Bir ömür boyu aradığım hece harfinin LÂ olduğunu bildim.”
“Sürgünlüğümün sebebi o değil ama mükâfatı Havva olsun. Bir dünya yetmez Havva’ya doymaya. Ahretliğim de o olsun.”
“Aşk, diyorsun. Ölçüsü olmaz ya, varsa da ölçüsü, neler yapabildiğin değil, neler yapabilmediğindir.”
Öykünün can alıcı güzelliği ve ilk yasak ilk aşk. Birleşik tüm hikâyelerin özeti. Ve insanlık tarihinin çıkış noktası. Âdem ve Havva…
Sonsuzluk hecesi ve Lâ…
Kuldu Âdem, fıtratındaki merak hissi fazla taşmıştı, kalbini delip tenini bile istila etmişti. “O ağaç” ve bilmek merakı bir ağaç kurdu gibi oydu beynini Âdemin. “Kutsal ruhla balçık arasında geri dönen bedeniydi” Âdem ilklerin insanıydı lakin bu ilk sınav hiç bir kula nasip olmayan ağırlıktaydı. “Bu kadar çok hayır diyebilmek için ne kadar büyük bir evet demiş olmak gerekirdi.”
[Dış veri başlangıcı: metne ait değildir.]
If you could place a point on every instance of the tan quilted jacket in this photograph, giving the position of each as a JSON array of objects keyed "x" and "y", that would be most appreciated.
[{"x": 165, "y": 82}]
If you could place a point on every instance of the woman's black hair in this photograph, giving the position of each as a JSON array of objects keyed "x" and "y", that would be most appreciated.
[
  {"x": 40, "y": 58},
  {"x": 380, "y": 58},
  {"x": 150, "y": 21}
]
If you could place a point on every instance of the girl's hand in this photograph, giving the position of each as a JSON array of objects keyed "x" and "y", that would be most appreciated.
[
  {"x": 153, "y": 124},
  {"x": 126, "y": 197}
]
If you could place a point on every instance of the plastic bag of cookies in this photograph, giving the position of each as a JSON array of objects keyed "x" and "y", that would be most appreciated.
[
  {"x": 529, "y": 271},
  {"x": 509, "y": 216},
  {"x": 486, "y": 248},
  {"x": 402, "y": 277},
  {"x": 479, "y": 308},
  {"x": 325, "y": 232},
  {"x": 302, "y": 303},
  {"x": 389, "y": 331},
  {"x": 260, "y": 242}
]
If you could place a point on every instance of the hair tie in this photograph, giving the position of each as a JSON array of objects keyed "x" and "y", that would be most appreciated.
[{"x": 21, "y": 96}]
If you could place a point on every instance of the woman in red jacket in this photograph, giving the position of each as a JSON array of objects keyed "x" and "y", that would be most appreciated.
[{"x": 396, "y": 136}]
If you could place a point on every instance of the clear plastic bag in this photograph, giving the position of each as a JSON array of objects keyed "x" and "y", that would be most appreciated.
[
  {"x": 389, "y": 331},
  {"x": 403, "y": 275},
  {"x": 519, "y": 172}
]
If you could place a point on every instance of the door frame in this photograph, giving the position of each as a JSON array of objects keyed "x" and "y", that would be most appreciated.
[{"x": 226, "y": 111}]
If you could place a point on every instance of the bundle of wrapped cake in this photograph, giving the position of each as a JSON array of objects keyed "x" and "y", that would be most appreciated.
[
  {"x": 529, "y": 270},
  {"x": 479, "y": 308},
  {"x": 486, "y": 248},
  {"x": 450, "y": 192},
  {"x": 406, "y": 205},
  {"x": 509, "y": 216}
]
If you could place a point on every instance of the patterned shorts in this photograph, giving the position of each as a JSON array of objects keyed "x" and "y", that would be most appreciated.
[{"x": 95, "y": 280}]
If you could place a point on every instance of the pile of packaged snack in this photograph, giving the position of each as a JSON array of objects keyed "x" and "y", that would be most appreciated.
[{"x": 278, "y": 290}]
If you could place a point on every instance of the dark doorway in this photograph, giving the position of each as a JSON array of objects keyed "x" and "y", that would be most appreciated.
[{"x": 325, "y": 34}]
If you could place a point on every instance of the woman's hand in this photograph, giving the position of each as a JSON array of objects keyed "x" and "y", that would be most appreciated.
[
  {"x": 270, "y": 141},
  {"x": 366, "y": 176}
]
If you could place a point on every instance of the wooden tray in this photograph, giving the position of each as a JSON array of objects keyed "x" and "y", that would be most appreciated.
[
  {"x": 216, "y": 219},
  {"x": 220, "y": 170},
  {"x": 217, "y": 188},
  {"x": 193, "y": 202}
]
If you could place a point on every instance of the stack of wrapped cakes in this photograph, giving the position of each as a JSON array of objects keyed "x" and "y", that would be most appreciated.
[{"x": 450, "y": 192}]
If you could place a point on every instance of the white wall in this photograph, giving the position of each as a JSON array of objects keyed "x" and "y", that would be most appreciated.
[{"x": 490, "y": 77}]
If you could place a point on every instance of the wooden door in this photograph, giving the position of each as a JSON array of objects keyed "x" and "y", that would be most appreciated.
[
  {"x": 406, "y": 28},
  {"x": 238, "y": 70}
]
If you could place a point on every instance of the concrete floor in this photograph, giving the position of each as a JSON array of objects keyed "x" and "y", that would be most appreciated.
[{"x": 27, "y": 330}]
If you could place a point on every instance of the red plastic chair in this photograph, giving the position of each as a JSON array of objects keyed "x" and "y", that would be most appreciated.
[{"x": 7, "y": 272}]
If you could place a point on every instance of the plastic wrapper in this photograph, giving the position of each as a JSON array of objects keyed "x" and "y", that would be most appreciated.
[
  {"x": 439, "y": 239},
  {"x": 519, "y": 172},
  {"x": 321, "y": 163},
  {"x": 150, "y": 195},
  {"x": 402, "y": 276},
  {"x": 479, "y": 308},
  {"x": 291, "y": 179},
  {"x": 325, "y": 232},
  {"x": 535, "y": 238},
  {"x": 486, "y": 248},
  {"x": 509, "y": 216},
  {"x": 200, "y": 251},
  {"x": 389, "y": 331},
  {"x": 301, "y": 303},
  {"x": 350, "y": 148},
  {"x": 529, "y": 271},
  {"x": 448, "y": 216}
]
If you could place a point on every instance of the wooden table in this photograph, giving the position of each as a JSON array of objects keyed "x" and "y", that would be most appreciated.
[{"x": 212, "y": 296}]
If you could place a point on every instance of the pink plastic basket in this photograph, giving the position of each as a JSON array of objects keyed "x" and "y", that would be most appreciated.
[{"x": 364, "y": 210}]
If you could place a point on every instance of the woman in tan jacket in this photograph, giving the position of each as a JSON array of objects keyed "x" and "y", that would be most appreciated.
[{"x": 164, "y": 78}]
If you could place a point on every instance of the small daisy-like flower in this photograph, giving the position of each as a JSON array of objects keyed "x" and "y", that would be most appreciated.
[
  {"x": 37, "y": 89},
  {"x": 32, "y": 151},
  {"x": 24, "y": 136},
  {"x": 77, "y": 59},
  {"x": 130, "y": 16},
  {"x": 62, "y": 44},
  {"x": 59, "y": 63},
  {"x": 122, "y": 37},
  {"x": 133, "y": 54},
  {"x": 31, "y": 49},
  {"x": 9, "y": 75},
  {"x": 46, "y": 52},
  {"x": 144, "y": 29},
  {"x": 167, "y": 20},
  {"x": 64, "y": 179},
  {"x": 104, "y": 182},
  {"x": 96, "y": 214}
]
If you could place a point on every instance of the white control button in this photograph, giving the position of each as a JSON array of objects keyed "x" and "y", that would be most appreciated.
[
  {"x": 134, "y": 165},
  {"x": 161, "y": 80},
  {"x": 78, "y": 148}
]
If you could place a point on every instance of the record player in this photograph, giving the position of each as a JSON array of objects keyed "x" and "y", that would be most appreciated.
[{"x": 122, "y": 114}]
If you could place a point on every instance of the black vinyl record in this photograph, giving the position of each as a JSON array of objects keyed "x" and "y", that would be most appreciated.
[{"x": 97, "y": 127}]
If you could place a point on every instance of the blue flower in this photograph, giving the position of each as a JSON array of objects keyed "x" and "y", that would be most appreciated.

Hikayeyi anlamak için insanın kendisini biraz zorlaması gerekiyor. Çünkü bilinen tüm dillerin ve tüm insanlığın hikayesi olan Adem-Havvas hikayesi her dilde başka başka yazılıyor ve herkes kendi dilinde biliyor bu iki ismi. Ama tem aynı. İlk insan, ilk aşk, ilk yasak ve kovuluş.
“Öyle ağırdı ki feda ettiklerimin toplamı, kendimi bir tüy gibi hafif hissettim.Yüklerimin tümünü üzerimden attım devirdim.Bütün bir dünya ağırlığını gölge gibi hissettim.”
“Dirençsizlik, acizliğin gaflet hali.
Direnmesizlik: Teslimiyet tesellisi.”
“Çünkü masumlar da gölgeden ateşler çıkararak sınanır. Kabil bir bahane… Çünkü zalimler de sınanır. Habil bir bahane.”
“Suçu başkalarının üzerine atmak şeytandan beri şeytansıların adetiydi.”
Son cümle:
-ey ağaç, dedi, nereye çağırıyorsan oradan geliyorum ben.
Filbahar ağacının gölgesinde filbahar çiçeğinin kokusuyla başlanılan kitap yine filbahar çiçeği kokusuyla sonlanıyor.